Fernando se quita la camisa, deja caer su cuerpo en la silla de plástico de la cocina donde suele desayunar, suspira y la luz tarda 20 segundos en encenderse desde que pulsó el interruptor. “Solo quiero cerrar los ojos”, afirma. Acaba de aparcar el coche en la puerta del cementerio de Mocejón (Toledo, 5.000 habitantes). Es un Opel Zafira familiar de color azul oscuro y él es un hombre corpulento, con los ojos azules y unas manos rudas. Al bajarse da una vuelta al vehículo comprobando su estado. “Mira cómo me lo han dejado. “Asesino, me ponen”, comenta refiriéndose a los rayajos que tiene en el capó y la puerta del copiloto. Fernando es el padre del joven de 20 años detenido por el asesinato a puñaladas de Mateo, un niño de 11 años que jugaba tranquilamente con sus amigos el pasado domingo en un polideportivo del pueblo.
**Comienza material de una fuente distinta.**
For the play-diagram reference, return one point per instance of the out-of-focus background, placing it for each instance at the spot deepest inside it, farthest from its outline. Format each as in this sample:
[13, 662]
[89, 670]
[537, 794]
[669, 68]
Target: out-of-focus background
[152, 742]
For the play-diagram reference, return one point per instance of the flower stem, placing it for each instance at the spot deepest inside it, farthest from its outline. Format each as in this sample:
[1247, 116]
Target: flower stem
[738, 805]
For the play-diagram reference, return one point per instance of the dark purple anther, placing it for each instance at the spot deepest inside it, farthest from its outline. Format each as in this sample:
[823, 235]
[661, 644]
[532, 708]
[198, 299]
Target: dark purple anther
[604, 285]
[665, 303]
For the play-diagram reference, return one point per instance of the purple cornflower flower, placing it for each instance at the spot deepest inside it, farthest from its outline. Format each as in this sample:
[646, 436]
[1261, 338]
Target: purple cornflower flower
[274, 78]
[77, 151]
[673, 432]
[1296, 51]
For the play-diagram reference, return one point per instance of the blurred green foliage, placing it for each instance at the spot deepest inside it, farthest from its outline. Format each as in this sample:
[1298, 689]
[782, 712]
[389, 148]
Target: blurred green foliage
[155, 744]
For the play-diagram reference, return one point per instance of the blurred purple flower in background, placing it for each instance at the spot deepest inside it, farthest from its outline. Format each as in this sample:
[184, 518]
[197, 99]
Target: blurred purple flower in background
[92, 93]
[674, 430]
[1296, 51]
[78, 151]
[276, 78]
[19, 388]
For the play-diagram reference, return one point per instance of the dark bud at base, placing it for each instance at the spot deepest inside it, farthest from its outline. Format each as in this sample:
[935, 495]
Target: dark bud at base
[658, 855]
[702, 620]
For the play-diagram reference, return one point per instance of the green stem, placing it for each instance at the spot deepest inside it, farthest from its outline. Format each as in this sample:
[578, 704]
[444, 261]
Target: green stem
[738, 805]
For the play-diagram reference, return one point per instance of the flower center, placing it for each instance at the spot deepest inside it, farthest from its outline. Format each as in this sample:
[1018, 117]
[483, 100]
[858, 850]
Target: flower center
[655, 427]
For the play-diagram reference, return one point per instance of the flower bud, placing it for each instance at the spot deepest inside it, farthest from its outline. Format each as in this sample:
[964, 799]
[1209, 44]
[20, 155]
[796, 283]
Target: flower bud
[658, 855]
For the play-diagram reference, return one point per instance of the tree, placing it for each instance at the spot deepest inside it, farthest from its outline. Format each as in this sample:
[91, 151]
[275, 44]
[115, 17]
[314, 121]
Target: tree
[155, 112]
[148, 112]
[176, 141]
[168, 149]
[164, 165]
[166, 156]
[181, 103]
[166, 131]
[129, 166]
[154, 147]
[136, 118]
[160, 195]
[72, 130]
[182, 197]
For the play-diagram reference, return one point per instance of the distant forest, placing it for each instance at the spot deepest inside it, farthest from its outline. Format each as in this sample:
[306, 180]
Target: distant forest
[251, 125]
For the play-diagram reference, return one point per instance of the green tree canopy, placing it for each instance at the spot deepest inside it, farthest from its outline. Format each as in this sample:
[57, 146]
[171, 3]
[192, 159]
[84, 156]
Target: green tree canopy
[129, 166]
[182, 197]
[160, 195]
El padre no ha cambiado su rutina desde que sucedió el trágico suceso. Tras pasar por la Comandancia de Toledo junto a su abogada de oficio para visitar a su hijo Juan ―presunto autor del crimen― en el calabozo, el hombre ha acudido como cada día a comer a la casa de su madre, en la calle Juan XIII del pueblo. “Necesito dormir, olvidarme”, apunta, descalzo y con las piernas encima de la encimera mientras apoya la cabeza en los azulejos de la pared.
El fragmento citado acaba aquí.